Think of 100-plus major aviation and aerospace-related firms and governments on display here every second year for global buyers. That’s the aim.

A successful vehicle would create in Miami-Dade an international hub for a whole new industry sector — with visitor industry dollars, publicity and an elite new local job base to boot.

At the same time, a show on 54 fallow acres beside Homestead Air Reserve Base would fuel new development in the south county.

Yes, the aims are spacious. The question is, how realistic?

The Miami landscape is littered with hemispheric fairs and expositions that never took place at locations that never took off.

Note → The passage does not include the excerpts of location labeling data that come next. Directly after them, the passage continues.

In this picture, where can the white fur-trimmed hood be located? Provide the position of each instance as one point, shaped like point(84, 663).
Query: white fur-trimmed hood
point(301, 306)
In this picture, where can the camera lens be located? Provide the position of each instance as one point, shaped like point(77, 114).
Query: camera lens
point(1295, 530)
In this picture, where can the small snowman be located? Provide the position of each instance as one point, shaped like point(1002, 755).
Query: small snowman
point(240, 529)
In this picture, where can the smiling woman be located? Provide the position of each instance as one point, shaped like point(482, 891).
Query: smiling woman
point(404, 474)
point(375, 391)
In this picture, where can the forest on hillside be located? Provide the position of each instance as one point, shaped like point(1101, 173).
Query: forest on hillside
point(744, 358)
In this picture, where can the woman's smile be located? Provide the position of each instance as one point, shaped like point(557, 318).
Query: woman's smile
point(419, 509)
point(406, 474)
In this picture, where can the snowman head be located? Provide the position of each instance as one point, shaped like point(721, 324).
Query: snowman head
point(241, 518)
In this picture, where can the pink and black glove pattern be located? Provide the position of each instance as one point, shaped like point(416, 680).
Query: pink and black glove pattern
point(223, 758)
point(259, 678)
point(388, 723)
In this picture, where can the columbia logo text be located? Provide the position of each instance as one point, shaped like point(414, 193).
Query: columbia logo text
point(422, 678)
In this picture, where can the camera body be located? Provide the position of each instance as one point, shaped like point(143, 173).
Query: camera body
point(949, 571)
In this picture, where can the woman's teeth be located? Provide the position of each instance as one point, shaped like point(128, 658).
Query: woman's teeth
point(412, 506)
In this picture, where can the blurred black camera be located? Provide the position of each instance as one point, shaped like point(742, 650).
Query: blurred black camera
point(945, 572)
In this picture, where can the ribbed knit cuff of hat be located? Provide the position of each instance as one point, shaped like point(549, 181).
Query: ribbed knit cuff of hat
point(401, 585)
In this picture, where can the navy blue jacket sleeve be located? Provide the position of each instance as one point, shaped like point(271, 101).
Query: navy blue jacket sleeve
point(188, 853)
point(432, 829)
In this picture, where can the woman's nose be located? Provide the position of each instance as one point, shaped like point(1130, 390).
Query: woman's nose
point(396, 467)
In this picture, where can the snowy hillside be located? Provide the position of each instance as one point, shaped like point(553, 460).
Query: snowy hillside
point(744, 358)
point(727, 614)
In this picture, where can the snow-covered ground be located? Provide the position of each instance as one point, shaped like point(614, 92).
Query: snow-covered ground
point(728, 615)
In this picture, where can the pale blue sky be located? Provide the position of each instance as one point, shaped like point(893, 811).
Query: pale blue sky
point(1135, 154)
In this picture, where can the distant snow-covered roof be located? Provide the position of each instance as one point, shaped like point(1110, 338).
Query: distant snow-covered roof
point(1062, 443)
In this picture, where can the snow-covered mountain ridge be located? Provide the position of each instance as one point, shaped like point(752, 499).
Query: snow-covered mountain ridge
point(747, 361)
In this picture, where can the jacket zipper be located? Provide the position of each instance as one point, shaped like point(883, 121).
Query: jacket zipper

Think of Interama in the 1950s and 1960s, with its architecturally splendid buildings for each hemispheric nation planned for the site surrounding the present Florida International University North Campus that became instead the Munisport toxic landfill.

Or the multiple plans over decades to make Watson Island an international exhibition site right where tunnels are now being bored to the seaport.

Such pitfalls lurk along the runway to success. Grand plans, even for aviation and aerospace, may never fly.

While the county this month informally agreed on $15 million funding for the plan and use of the land, that’s a long way from cash in hand — and no certainty that the money would be enough.

The Beacon Council has, in fact, applied for $400,000 from the federal Economic Development Administration to not only help market the first proposed exhibition in 2012 but to see if the county’s $15 million would suffice to bring the Homestead site up to par.

Then there’s the 2012 first-show date, chosen as one of the great global shows, the UK-based Farnborough International Air Show, was expected to cancel its 2012 season because the Olympics in London would compete for hotel rooms. But Farnborough has merely shifted a week, so Miami in its initial year would face global competition that it expected to find safely out of the skies.

Then, flight clearance the county gave this month for funding, site and support depends on how the wind blows. There’s no guarantee commissioners won’t cancel the show’s reservations when those with competing needs check in or, in days of recall threats, that they’ll be around to vote when the air show is ready for boarding.

Finally, Miami has a spotty record in sticking to an economic development path that not everyone has signed off on — and seldom do all sign off on anything. The Beacon Council’s resurrection of the 1990s One Community, One Goal team to chart a countywide economic course is a welcome effort to get that vital buy-in not only on an air show but on a broader economic game plan.

Just a handful of air and space industry shows exist. Adding Miami to that list would not only be an economic boon but would shoot down the lingering claim that while Miami is a great place to visit or to live, it can’t simultaneously be a serious, cutting-edge business hub for the hemisphere.

The Beacon Council, which has been fueling this worthy effort for a year, is now approaching companies in aviation to see if they would exhibit in two years. Without them, any air show plan would crash.

There’s certainly plenty to go for.

The Farnborough show just did $47 billion in orders, showed off 152 aircraft, had 100,000 public weekend visitors after a five-day closed show and lured exhibitors in 14 categories, alphabetically from airframe manufacturers, suppliers and original equipment manufacturers to unmanned aerial vehicles followed by weapons, weapons systems, defense systems and equipment.

This would be a big-league lineup, and in a county that just committed $3 billion for baseball, $15 million would be little enough to spend to lure it here. The true economic impact would be many times our investment.

The Beacon Council is moving systematically, with the head of the famed Paris Air Show on board as advisor, and has a logical flight plan. If it can get buy-in from the multi-national exhibitors, a Farnborough mid-July show shouldn’t deter many visitors to a Miami exhibition staged in the dead of a Northern Hemispheric winter.

Unlike efforts at international exhibitions that never took off, this potentially game-changing Miami-Dade air show is no flight of fancy. Fasten your seat belts.